第89話〜彗〜
本当に長らくおやすみしてしまい申し訳ございません。
やっぱり俺のとこはカーズ、お前だな。
見たところ主要武器はなしで拳、俺は聖虚剣を使いたいところだが、魔術が出てきて使えなくて創れないし代用のこのなまくらじゃ話にならないからな。
やっぱこっちも拳でいかなくちゃ。
(煌星神)
体を闇が覆い開放されたと同時に雷が迸る。
俺は両手に闇と雷を纏い、背中の闇の管を腕に纏わせカーズを正面から向かい打つ。
初撃。お互いに一撃必殺かの威力の拳を繰り出す。
この威力の風だけで大抵の魔物は死ぬだろう。その威力の風圧によりあたりは焦土化する。
すかさず闇での攻撃を合わせる。
だが向こうも戦闘のプロ。体を反転させ闇を掻い潜り打撃による風圧で攻撃してくる。
「血魔解放20%」
さらに体が紅く発光し炎が強さを増す。
「レオンから魔術が使えなくなったと聞いて正直舐めてたな。それは魔法だな。まだ深淵には達してないが魔術の代用としては申し分ない。だが、だからといって勝てるかどうかは別だ。"ゴフン"」
「烈火」
カーズの発声と共に炎を発しながら先程より一段と速い速度で突撃してくる。
まだ思考加速で認識可能な速度だが、体が追いつかないと意味がない。
あんまり手の内を晒すのは癪だがまぁ鍛えて貰うわけだしこっちも全力を出さないと、
「煌星神 極・《彗》」
闇を腕に纏わせその闇を大型の剣にして、広範囲に攻撃を加える技。元々、冥界神を使っている時から存在としてはあったが魔術があったため必要とされなかった技。
初めての技だし当たってくれよ!
そう念じながら斬撃を加える。
だが、カーズも甘くはない。斬撃を避け笑みを浮かべているが実はそれが俺の狙いということを奴は気づかない。

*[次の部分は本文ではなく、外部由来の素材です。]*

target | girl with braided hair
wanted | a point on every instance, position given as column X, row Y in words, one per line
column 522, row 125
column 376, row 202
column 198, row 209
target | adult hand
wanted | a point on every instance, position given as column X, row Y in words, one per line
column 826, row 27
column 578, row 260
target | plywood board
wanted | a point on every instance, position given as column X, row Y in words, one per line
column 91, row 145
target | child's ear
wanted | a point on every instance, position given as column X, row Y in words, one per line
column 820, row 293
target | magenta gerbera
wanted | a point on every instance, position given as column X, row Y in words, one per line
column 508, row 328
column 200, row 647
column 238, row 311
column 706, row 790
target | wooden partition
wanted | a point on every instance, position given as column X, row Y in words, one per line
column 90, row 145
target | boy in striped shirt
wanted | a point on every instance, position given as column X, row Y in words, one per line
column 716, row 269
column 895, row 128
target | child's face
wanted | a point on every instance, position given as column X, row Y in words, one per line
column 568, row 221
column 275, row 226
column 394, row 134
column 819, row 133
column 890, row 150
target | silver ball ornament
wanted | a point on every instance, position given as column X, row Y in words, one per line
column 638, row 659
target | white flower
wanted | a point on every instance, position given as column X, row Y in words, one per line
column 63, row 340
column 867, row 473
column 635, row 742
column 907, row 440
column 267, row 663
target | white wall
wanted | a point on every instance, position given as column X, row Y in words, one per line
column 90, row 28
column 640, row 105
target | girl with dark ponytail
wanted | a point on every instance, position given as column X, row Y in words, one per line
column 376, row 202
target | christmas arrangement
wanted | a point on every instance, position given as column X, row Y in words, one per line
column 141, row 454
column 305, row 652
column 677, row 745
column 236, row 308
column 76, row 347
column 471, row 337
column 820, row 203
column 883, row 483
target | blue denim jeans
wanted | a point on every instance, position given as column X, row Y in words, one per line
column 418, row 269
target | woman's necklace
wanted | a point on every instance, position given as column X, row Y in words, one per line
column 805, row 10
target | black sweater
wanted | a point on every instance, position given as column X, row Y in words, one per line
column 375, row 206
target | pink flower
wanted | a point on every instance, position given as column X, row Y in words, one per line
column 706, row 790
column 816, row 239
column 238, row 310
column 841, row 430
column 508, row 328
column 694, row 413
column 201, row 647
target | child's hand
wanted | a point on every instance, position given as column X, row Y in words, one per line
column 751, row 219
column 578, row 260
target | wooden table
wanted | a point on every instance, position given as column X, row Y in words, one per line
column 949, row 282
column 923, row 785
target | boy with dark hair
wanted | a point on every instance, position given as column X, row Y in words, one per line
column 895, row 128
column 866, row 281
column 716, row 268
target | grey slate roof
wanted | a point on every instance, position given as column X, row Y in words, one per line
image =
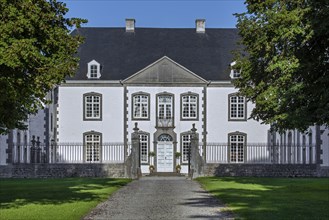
column 122, row 54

実はこの《彗》は元はと言えば流麗に合わせ闇の斬撃を飛ばすものだが、今回はあえて大型の剣にした。それはインパクトのため。大型の剣に一撃で決めるという威力で振れば避けてその隙を狙うだろう。
カーズはそのインパクトに囚われ必ず自分の攻撃が当たると確信しているはず。
そして俺がとったのは《彗》で放った斬撃から闇を飛ばす技。ちなみにあの一振は見掛け倒しで闇の中は実は空っぽ。

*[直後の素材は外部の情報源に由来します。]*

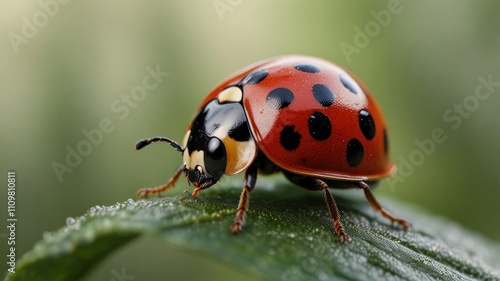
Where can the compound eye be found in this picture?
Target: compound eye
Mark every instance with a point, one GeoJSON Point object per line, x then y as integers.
{"type": "Point", "coordinates": [215, 157]}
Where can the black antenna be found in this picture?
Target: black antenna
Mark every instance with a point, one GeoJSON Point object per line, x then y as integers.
{"type": "Point", "coordinates": [145, 142]}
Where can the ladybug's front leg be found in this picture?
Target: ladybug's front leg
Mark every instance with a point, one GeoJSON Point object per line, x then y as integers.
{"type": "Point", "coordinates": [145, 192]}
{"type": "Point", "coordinates": [377, 207]}
{"type": "Point", "coordinates": [250, 180]}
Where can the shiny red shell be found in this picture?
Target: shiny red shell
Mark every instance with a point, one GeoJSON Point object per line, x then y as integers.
{"type": "Point", "coordinates": [351, 145]}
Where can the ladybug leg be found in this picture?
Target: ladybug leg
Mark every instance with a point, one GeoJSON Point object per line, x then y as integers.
{"type": "Point", "coordinates": [317, 184]}
{"type": "Point", "coordinates": [334, 212]}
{"type": "Point", "coordinates": [145, 192]}
{"type": "Point", "coordinates": [250, 180]}
{"type": "Point", "coordinates": [377, 207]}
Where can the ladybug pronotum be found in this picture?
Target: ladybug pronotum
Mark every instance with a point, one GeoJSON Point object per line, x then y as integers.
{"type": "Point", "coordinates": [306, 117]}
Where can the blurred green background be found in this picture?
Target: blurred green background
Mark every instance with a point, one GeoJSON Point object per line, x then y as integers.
{"type": "Point", "coordinates": [66, 67]}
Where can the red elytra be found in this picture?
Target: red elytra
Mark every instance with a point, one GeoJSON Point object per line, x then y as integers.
{"type": "Point", "coordinates": [325, 158]}
{"type": "Point", "coordinates": [310, 119]}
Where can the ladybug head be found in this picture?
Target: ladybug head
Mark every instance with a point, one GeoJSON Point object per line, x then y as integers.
{"type": "Point", "coordinates": [204, 159]}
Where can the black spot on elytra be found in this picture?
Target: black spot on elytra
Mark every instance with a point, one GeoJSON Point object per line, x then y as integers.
{"type": "Point", "coordinates": [241, 132]}
{"type": "Point", "coordinates": [254, 77]}
{"type": "Point", "coordinates": [386, 142]}
{"type": "Point", "coordinates": [279, 98]}
{"type": "Point", "coordinates": [350, 84]}
{"type": "Point", "coordinates": [323, 95]}
{"type": "Point", "coordinates": [320, 126]}
{"type": "Point", "coordinates": [289, 139]}
{"type": "Point", "coordinates": [355, 152]}
{"type": "Point", "coordinates": [366, 124]}
{"type": "Point", "coordinates": [306, 67]}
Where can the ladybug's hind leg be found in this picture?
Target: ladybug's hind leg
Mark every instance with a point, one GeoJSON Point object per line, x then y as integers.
{"type": "Point", "coordinates": [317, 184]}
{"type": "Point", "coordinates": [250, 180]}
{"type": "Point", "coordinates": [377, 207]}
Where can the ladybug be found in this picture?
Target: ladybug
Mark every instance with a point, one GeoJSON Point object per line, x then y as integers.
{"type": "Point", "coordinates": [306, 117]}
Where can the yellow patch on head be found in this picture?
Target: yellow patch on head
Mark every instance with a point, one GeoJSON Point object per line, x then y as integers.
{"type": "Point", "coordinates": [231, 94]}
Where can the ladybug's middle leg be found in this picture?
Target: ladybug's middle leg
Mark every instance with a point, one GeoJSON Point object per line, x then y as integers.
{"type": "Point", "coordinates": [317, 184]}
{"type": "Point", "coordinates": [250, 180]}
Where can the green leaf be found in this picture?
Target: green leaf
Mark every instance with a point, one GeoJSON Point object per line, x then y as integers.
{"type": "Point", "coordinates": [288, 236]}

闇で激しさだけ演出し次の攻撃に全威力を集中させた騙し技だ。
狙い通り斬撃は着弾しカーズに隙ができる。
勿論即《彗》を解除し闇を利き腕に集め本気の一撃を喰らわす。
その後も闇でラッシュを続けるが、カーズは声も何も上げない。まさか死んだわけないよな。

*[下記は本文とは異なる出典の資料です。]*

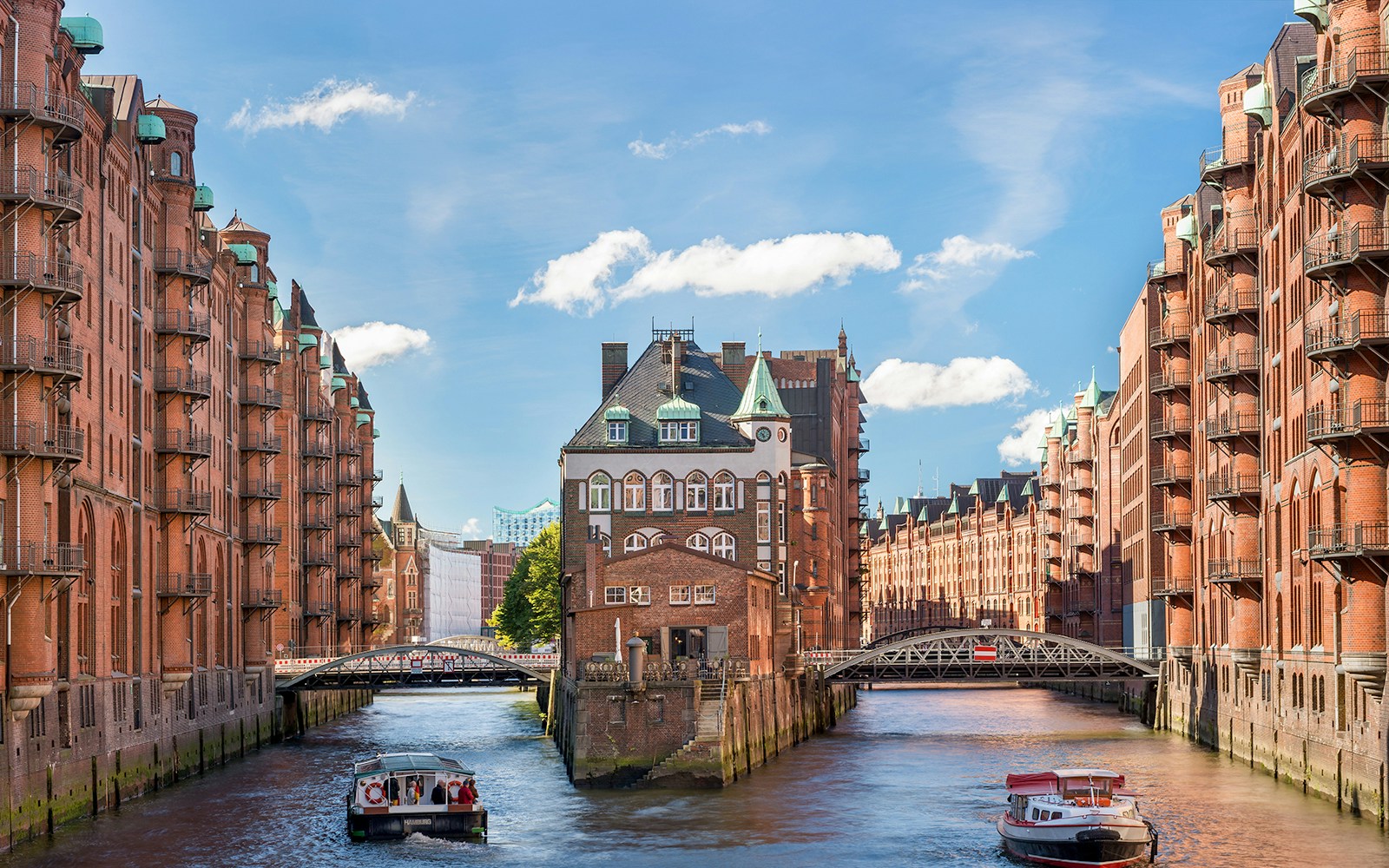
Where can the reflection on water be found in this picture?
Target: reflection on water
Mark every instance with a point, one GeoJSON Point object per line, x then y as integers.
{"type": "Point", "coordinates": [909, 778]}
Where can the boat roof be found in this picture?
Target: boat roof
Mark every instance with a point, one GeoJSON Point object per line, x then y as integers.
{"type": "Point", "coordinates": [407, 763]}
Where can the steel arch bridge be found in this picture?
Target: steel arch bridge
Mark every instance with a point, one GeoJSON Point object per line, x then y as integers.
{"type": "Point", "coordinates": [414, 666]}
{"type": "Point", "coordinates": [986, 656]}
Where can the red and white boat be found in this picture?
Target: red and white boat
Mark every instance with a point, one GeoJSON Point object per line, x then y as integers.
{"type": "Point", "coordinates": [1076, 819]}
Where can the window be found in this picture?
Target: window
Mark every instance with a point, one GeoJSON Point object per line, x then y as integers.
{"type": "Point", "coordinates": [722, 545]}
{"type": "Point", "coordinates": [696, 492]}
{"type": "Point", "coordinates": [601, 493]}
{"type": "Point", "coordinates": [634, 492]}
{"type": "Point", "coordinates": [663, 492]}
{"type": "Point", "coordinates": [722, 490]}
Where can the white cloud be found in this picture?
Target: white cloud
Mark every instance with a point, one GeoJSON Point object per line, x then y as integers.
{"type": "Point", "coordinates": [583, 281]}
{"type": "Point", "coordinates": [1021, 449]}
{"type": "Point", "coordinates": [375, 344]}
{"type": "Point", "coordinates": [912, 385]}
{"type": "Point", "coordinates": [324, 108]}
{"type": "Point", "coordinates": [667, 146]}
{"type": "Point", "coordinates": [960, 254]}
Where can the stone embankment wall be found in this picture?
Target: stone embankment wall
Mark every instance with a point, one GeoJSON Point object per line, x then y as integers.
{"type": "Point", "coordinates": [675, 735]}
{"type": "Point", "coordinates": [83, 784]}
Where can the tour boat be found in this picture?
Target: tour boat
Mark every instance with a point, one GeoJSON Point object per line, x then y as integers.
{"type": "Point", "coordinates": [1076, 819]}
{"type": "Point", "coordinates": [399, 795]}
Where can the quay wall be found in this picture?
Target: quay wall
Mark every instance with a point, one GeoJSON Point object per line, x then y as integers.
{"type": "Point", "coordinates": [102, 767]}
{"type": "Point", "coordinates": [613, 736]}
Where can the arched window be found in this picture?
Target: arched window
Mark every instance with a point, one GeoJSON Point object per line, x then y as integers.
{"type": "Point", "coordinates": [601, 493]}
{"type": "Point", "coordinates": [696, 492]}
{"type": "Point", "coordinates": [663, 492]}
{"type": "Point", "coordinates": [724, 545]}
{"type": "Point", "coordinates": [634, 492]}
{"type": "Point", "coordinates": [722, 490]}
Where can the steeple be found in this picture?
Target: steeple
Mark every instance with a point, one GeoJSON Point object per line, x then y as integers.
{"type": "Point", "coordinates": [760, 398]}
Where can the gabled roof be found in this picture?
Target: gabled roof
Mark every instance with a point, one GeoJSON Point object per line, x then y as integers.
{"type": "Point", "coordinates": [646, 386]}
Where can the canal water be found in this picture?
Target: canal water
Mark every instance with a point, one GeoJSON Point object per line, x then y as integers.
{"type": "Point", "coordinates": [909, 778]}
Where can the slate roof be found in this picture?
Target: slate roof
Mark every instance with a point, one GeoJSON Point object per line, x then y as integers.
{"type": "Point", "coordinates": [641, 391]}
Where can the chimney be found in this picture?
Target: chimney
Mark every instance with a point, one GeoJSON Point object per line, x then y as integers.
{"type": "Point", "coordinates": [615, 365]}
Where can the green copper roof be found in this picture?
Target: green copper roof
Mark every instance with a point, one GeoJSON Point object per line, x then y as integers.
{"type": "Point", "coordinates": [760, 398]}
{"type": "Point", "coordinates": [149, 129]}
{"type": "Point", "coordinates": [677, 409]}
{"type": "Point", "coordinates": [85, 32]}
{"type": "Point", "coordinates": [245, 253]}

そう思っていると闇の打撃を喰らいながらも高笑いが聞こえる。
「ガハハハハ!いや面白い一撃だった。さて続きをしようか。」
これからのご連絡です。
まず読者の皆様には長らくおやすみしてしまい申し訳ございませんでした。今は体調は回復してきてますがまだ本調子とは言えずいつも通りの生活をするだけで疲労が出ます。ですのでこれからは毎日投稿が厳しくなるかも知れません。これからは不定期投稿となりますがどうかご理解賜りますようお願い申し上げます。